Crédit : Andrea Valeria

Par Marie-Audrey Perron

La mise en ondes, le 19 août, d’une vidéo montrant la décapitation du journaliste américain James Foley a créé un tollé d’indignation mondial. Moins de deux mois plus tard, l’assassinat d’Allan Henning n’aura amené que très peu de la révolte mise en place par les premières décapitations. À croire que l’être humain a un taux d’acceptation inné face à l’horreur ; un meurtre, comme le disait Joseph Staline, est un drame. Au-delà, cela ne devient malheureusement qu’une statistique.

Les groupes terroristes dépendent de la peur. Leurs menaces ne sont effectives que parce qu’un dirigeant occidental les prend au sérieux. Lorsqu’ils se sont aperçus que les décapitations ne restreindraient pas les frappes, ils ont usé d’autres stratégies, menaçant de s’en prendre directement aux habitants des pays membres de la coalition anti-État islamique. Rusé. Si les Occidentaux ne sont plus à l’abri chez eux, où va le monde ?

Non pas que la tactique soit différente pour le recrutement. Les terroristes sont montés au pouvoir après la disparition des dictateurs tels que Sadam Hussein. Libres de prendre le pouvoir et de liquider ceux qui s’y opposaient ; libres d’offrir, du haut de leur fortune, une alternative à ceux qui meurent de faim au Moyen-Orient. Les faits le prouvent : la majorité des djihadistes proviennent des régions les plus pauvres.

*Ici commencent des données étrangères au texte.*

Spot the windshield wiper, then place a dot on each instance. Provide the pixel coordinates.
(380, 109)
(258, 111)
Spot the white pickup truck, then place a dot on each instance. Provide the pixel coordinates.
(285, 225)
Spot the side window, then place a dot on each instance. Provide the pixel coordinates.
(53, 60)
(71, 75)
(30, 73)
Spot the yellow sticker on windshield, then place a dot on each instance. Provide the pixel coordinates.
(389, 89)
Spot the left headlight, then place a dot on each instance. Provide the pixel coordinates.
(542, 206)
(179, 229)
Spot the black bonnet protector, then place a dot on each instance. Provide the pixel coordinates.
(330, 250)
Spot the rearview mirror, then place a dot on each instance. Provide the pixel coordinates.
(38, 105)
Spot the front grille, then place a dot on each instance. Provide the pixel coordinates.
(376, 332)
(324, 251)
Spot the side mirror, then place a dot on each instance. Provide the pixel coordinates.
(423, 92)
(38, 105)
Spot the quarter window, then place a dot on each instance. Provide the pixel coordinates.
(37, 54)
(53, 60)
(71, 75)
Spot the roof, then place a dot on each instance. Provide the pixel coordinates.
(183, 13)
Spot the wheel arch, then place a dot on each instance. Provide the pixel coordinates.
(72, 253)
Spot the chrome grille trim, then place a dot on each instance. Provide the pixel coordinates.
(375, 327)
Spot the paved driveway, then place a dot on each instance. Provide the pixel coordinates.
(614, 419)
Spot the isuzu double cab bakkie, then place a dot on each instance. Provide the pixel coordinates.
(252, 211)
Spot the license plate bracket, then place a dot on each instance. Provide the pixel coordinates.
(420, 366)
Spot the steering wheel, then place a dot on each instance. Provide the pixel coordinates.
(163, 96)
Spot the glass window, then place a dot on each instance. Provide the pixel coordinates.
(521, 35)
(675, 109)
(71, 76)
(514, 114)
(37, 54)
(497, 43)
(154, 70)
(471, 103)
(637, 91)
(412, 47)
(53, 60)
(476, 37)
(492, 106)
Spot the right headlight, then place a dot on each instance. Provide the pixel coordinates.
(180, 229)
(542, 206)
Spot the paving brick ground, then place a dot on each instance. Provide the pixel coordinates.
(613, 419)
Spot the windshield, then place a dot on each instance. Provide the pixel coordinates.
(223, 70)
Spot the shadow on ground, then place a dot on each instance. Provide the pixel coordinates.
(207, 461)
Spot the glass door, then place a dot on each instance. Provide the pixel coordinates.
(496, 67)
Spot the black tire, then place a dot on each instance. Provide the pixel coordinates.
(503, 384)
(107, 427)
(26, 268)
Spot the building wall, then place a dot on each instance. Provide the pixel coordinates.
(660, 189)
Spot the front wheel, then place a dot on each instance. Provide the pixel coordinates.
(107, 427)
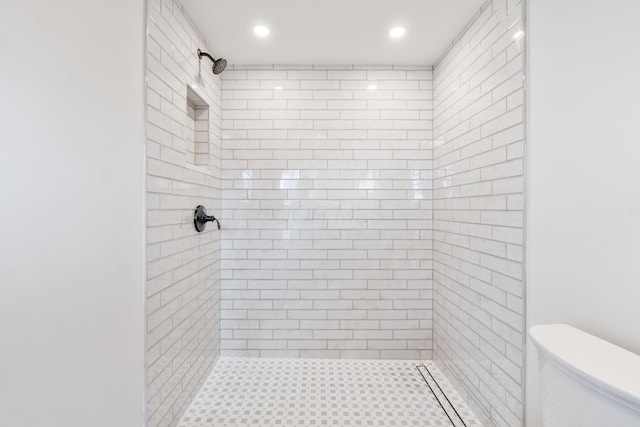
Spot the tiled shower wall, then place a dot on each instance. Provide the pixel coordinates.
(327, 212)
(183, 269)
(478, 212)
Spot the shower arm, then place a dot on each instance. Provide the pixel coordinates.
(201, 54)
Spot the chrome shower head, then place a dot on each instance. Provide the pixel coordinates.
(218, 64)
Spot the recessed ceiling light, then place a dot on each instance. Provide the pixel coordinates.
(397, 32)
(261, 31)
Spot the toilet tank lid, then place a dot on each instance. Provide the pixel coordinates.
(601, 364)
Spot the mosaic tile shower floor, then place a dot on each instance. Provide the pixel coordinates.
(317, 392)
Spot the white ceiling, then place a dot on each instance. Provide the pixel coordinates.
(330, 31)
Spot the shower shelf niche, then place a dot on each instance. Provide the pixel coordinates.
(197, 131)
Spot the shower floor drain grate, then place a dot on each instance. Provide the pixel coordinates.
(440, 396)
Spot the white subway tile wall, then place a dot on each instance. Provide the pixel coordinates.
(326, 207)
(478, 213)
(183, 266)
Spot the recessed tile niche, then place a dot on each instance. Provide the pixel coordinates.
(197, 130)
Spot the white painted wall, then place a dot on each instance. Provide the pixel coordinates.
(583, 236)
(71, 221)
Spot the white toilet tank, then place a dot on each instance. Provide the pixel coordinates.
(586, 381)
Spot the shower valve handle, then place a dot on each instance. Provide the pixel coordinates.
(200, 219)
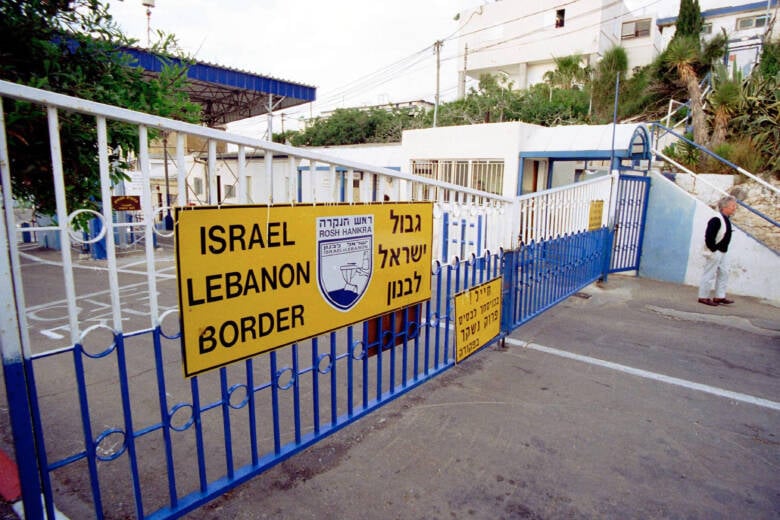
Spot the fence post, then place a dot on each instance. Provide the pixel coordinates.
(15, 359)
(608, 237)
(509, 274)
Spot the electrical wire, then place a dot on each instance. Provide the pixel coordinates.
(411, 63)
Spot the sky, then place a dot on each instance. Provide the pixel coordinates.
(356, 52)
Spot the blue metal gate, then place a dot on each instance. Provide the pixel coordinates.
(630, 213)
(91, 349)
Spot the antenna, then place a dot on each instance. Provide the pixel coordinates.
(148, 4)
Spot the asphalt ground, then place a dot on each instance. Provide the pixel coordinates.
(630, 400)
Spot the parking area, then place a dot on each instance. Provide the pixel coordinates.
(627, 400)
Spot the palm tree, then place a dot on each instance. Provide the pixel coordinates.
(723, 100)
(568, 72)
(685, 56)
(614, 62)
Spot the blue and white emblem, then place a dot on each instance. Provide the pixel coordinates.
(345, 262)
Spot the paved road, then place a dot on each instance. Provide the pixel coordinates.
(636, 402)
(632, 401)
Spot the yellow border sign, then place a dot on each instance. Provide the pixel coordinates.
(477, 317)
(594, 214)
(255, 278)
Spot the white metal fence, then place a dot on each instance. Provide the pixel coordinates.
(72, 317)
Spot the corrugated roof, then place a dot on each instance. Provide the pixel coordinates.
(228, 94)
(576, 140)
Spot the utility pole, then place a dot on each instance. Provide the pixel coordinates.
(462, 83)
(437, 50)
(148, 4)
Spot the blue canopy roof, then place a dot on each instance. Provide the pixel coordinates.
(227, 94)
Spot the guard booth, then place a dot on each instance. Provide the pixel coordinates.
(568, 155)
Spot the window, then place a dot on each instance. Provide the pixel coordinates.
(560, 16)
(751, 22)
(479, 174)
(635, 29)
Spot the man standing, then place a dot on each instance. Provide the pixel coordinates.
(716, 245)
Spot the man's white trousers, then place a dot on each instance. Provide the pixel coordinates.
(716, 271)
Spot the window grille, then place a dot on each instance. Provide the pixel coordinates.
(635, 29)
(751, 22)
(479, 174)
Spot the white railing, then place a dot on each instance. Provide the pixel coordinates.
(262, 172)
(563, 210)
(283, 175)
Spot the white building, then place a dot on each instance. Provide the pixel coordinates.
(519, 40)
(744, 24)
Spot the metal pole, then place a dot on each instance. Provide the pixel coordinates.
(168, 217)
(612, 167)
(437, 50)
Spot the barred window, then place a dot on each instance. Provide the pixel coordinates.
(635, 29)
(479, 174)
(751, 22)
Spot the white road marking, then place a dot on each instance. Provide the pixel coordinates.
(745, 398)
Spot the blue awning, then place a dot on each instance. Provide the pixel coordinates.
(227, 94)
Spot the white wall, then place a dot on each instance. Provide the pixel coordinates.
(672, 248)
(519, 39)
(499, 141)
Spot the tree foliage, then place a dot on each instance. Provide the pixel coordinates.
(689, 20)
(612, 66)
(75, 48)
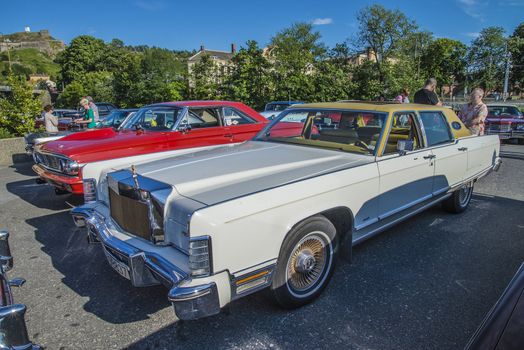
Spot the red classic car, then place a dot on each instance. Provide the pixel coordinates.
(506, 121)
(155, 128)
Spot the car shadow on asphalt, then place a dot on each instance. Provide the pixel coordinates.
(426, 283)
(42, 195)
(86, 272)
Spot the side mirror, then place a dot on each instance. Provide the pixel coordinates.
(6, 260)
(184, 128)
(404, 146)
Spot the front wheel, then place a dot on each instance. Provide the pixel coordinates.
(305, 263)
(459, 200)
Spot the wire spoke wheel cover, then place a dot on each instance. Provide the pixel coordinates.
(308, 264)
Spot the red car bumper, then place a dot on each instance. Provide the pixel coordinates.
(71, 184)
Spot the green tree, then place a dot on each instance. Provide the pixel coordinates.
(445, 60)
(19, 109)
(383, 31)
(294, 52)
(84, 54)
(70, 97)
(486, 66)
(250, 79)
(332, 76)
(516, 44)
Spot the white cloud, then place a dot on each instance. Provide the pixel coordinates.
(473, 8)
(152, 6)
(322, 21)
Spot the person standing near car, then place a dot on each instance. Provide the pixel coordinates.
(403, 97)
(427, 95)
(94, 107)
(89, 115)
(474, 113)
(50, 121)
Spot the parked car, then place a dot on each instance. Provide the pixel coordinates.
(218, 224)
(502, 327)
(273, 109)
(64, 117)
(113, 120)
(13, 329)
(156, 128)
(505, 120)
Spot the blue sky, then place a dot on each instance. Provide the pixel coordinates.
(217, 24)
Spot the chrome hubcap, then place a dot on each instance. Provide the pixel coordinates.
(307, 264)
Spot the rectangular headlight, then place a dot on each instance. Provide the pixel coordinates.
(89, 190)
(200, 256)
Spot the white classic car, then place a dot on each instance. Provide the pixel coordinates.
(217, 224)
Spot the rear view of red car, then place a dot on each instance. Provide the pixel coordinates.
(505, 120)
(156, 128)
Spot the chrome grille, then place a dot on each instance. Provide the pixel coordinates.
(136, 210)
(48, 160)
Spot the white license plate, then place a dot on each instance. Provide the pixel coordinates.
(121, 268)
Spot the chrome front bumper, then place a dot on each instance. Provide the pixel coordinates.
(147, 268)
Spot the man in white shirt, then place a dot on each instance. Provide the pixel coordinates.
(50, 121)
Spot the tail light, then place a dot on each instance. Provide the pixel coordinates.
(200, 256)
(89, 190)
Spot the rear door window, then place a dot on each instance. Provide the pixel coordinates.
(234, 117)
(436, 128)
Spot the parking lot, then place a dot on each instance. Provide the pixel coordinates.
(424, 284)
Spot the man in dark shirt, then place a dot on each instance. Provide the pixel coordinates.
(427, 95)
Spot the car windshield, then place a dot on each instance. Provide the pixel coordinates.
(110, 119)
(345, 130)
(154, 118)
(504, 111)
(276, 107)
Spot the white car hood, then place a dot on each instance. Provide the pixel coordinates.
(232, 171)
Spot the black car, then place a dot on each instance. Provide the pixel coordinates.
(115, 118)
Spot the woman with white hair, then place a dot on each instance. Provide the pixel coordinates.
(475, 112)
(89, 115)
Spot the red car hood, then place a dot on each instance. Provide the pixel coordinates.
(100, 144)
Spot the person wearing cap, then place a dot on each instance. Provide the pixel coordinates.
(50, 121)
(89, 115)
(427, 95)
(474, 113)
(94, 107)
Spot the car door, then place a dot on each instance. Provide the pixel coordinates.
(199, 126)
(406, 178)
(450, 155)
(238, 125)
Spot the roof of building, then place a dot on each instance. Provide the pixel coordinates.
(222, 55)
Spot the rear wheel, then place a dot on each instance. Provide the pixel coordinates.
(306, 262)
(459, 200)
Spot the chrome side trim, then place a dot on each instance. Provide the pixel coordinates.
(359, 237)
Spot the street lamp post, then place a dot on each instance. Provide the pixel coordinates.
(8, 53)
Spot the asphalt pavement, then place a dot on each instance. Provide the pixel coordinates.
(424, 284)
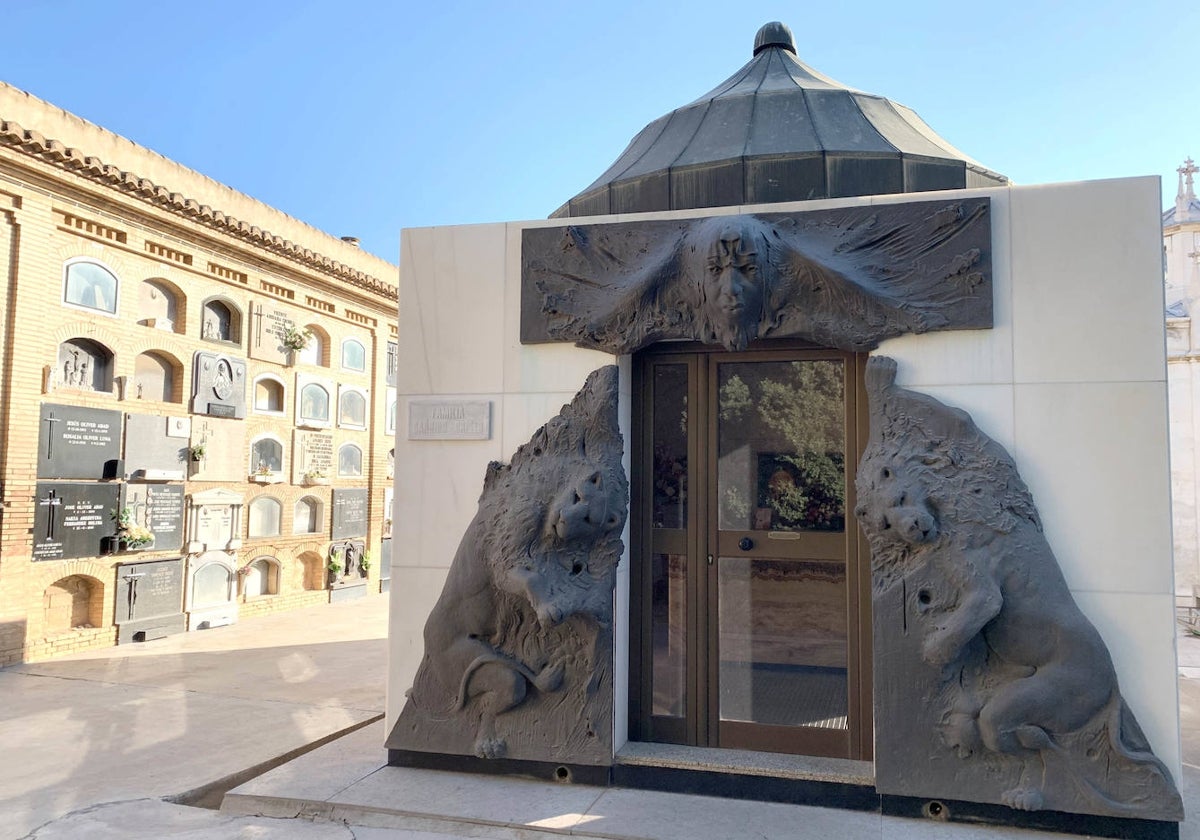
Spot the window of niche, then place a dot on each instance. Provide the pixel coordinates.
(307, 516)
(354, 355)
(159, 306)
(316, 352)
(267, 456)
(85, 365)
(349, 460)
(155, 377)
(221, 321)
(352, 409)
(265, 513)
(90, 285)
(213, 585)
(262, 577)
(313, 405)
(268, 395)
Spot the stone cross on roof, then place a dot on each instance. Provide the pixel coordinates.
(1186, 197)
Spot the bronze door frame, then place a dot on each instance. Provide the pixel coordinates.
(700, 724)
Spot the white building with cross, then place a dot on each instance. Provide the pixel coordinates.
(1181, 267)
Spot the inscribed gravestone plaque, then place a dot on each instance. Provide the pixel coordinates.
(219, 385)
(312, 454)
(78, 443)
(72, 520)
(149, 600)
(154, 451)
(159, 508)
(349, 514)
(268, 325)
(450, 420)
(225, 450)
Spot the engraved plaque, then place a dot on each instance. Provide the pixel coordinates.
(151, 451)
(159, 508)
(78, 443)
(450, 420)
(349, 514)
(312, 454)
(225, 450)
(268, 325)
(72, 520)
(219, 385)
(149, 600)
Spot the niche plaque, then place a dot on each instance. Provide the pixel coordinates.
(78, 443)
(160, 509)
(72, 520)
(349, 514)
(268, 325)
(219, 385)
(153, 453)
(149, 600)
(450, 420)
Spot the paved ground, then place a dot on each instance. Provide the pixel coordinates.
(169, 717)
(93, 744)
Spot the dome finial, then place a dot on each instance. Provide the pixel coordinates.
(774, 34)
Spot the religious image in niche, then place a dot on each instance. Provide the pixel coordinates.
(519, 648)
(845, 281)
(1002, 690)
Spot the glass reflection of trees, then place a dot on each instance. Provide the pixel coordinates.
(790, 417)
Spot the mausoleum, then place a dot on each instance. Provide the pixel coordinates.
(769, 467)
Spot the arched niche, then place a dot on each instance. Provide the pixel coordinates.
(264, 519)
(85, 365)
(306, 515)
(156, 376)
(221, 321)
(160, 305)
(262, 577)
(89, 285)
(349, 460)
(72, 603)
(316, 352)
(269, 394)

La peur de la mort incite à combattre. Elle incite aussi à se défendre.

C’est pourquoi il faudra plus que des bombes pour réussir à combattre efficacement les terroristes. Il faut reconstruire au lieu de détruire : c’est un véritable remaniement de leur gérance et de leur idéologie qui devra être effectué, si la coalition anti-État islamique espère un jour en finir avec les menaces. Aussi longtemps que la crainte sera reine au coeur du Moyen-Orient, les pays de l’Est devront s’attendre à une révolution.